- Born: Marie Paula Skodak January 10, 1910 Lorain, Ohio, United States
- Died: December 5, 2000 (aged 90) Flint, Michigan, United States
- Education: Ohio State University (MA) University of Iowa (PhD)
- Occupation: Developmental psychologist
- Spouse: Orlo Crissey ​(m. 1966)​

= Marie Skodak Crissey =

American developmental psychologist

Marie Skodak Crissey (10 January 1910 – 5 December 2000) was an American developmental psychologist who specialized in intelligence testing, school psychology service administration, and special education. She authored several books and articles on these subjects, and her work has often been cited in research on the development and intelligence of children in relation to adoption and child care. She was an active member of several divisions of the American Psychological Association and served as President of the Division of Consulting Psychology and the Division on Mental Retardation (now the Division of Intellectual and Developmental Disabilities).

== Early life and education ==
Marie Skodak Crissey was born Marie Paula Skodak on January 10, 1910, in Lorain, Ohio. Her parents were both teachers and recent immigrants from Hungary. Crissey developed an interest in chemistry and psychology, and achieved both an undergraduate teaching degree and a master's degree in clinical psychology from Ohio State University in 1931. Her mentor was Henry H. Goddard. Despite the influence of Goddard's hereditarian view of intellectual development, she adopted the view of environmental determinism while pursuing her Ph.D. in developmental psychology from the University of Iowa. It was here that she met industrial psychologist Orlo Crissey, whom she later married in 1966. She joined the Sigma Xi honors society in 1937. Crissey received her Ph.D. in 1938.

== Work ==
While studying at Iowa, Crissey worked at the Iowa State Board of Control under psychologist Harold M. Skeels, with whom she would conduct much of her research, and as assistant state psychologist. During this time, she conducted pre-adoption psychological evaluations on children in order to match them with their adoptive families. After earning her Ph.D., she began work as assistant director and, in 1942, director of the Flint Guidance Center in Flint, Michigan. During this time she worked in private practice, becoming one of two psychologists and the only woman in the state to do so. She later became director of the Division of Psychological Services at Dearborn schools in Dearborn, Michigan in 1948. In this role, she supervised the evaluation and education of children with special needs, and helped to integrate children previously deemed uneducable into classrooms.

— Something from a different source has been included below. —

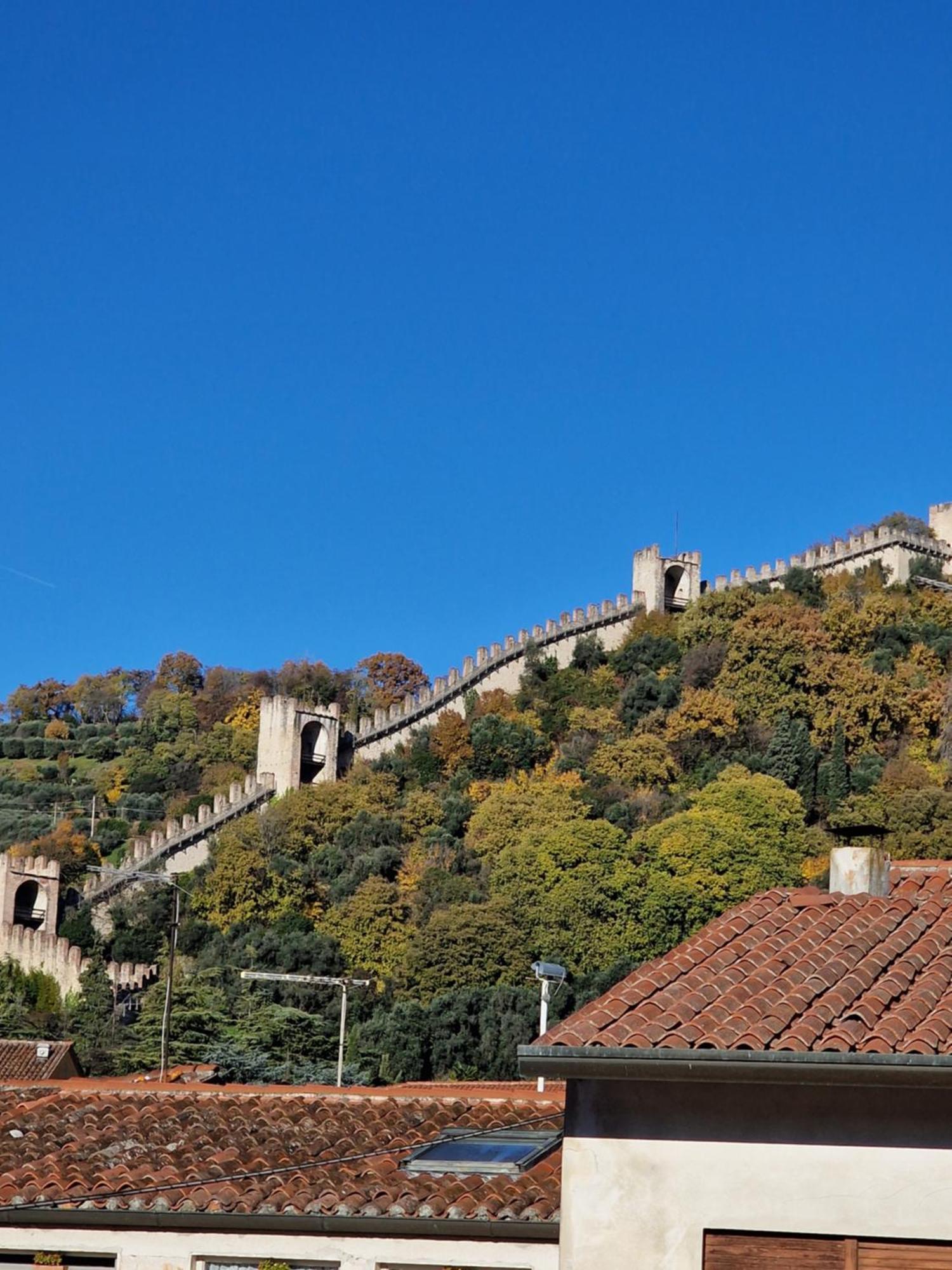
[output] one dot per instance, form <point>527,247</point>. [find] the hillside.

Much of Crissey's research focused on the education and development of children with intellectual disabilities. She argued that children whose mothers were deemed "feeble-minded" were capable of average intellectual development in foster homes, going against hereditarian theories of intelligence. Her research with Skeels on the subject of adoption and intelligence has been frequently cited regarding the impact of child care on development. She considered her work on this subject critical to the development of Head Start education programs and changes to adoption practices in the United States.

Crissey joined the American Psychological Association in 1938. She was one of forty-eight participants in the 1954 Thayer Conference, which helped to formally define the field of school psychology and to establish a consensus on the field's training and major functions. The conference was a pivotal event in the history of school psychology. In 1972, she received the American Psychological Association's Distinguished Service Award from the Division on School Psychology.

Crissey's papers are held by the Archives of the History of American Psychology at the Cummings Center for the History of Psychology in Akron, Ohio.

== Publications ==

- Crissey, M. S. (1975). Mental retardation: Past, present, and future. American Psychologist, 30(8), 800–808.
- Crissey, M. S., & Rosen, M. (1986). Institutions for the mentally retarded: A changing role in changing times. Austin, TX: Pro-Ed.
- Scholl, G. T., Bauman, M. K., & Crissey, M. S. (1969). A study of the vocational success of groups of the visually handicapped: Final report. Ann Arbor, MI: University of Michigan School of Education.
- Skeels H., & Skodak, M. (1965). Techniques for a high yield follow-up study in the field. Public Health Reports, 80, 249–257.
- Skodak, M. (1939). Children in foster homes: A study of mental development. Iowa City, IA: The University of Iowa.
- Skodak, M. (1950). Mental growth of adopted children in the same family. The Pedagogical Seminary and Journal of Genetic Psychology, 77, 3–9.
- Skodak, M., & Skeels, H. M. (1945). A follow-up study of children in adoptive homes. The Pedagogical Seminary and Journal of Genetic Psychology, 66, 21–58.
- Skodak, M., & Skeels, H. M. (1949). A final follow-up study of one hundred adopted children. The Pedagogical Seminary and Journal of Genetic Psychology, 75, 85–125.
- Wellman, B., Skeels, H., & Skodak, M. (1940). Review of McNemar's critical examination of Iowa studies. Psychological Bulletin, 37, 93–111.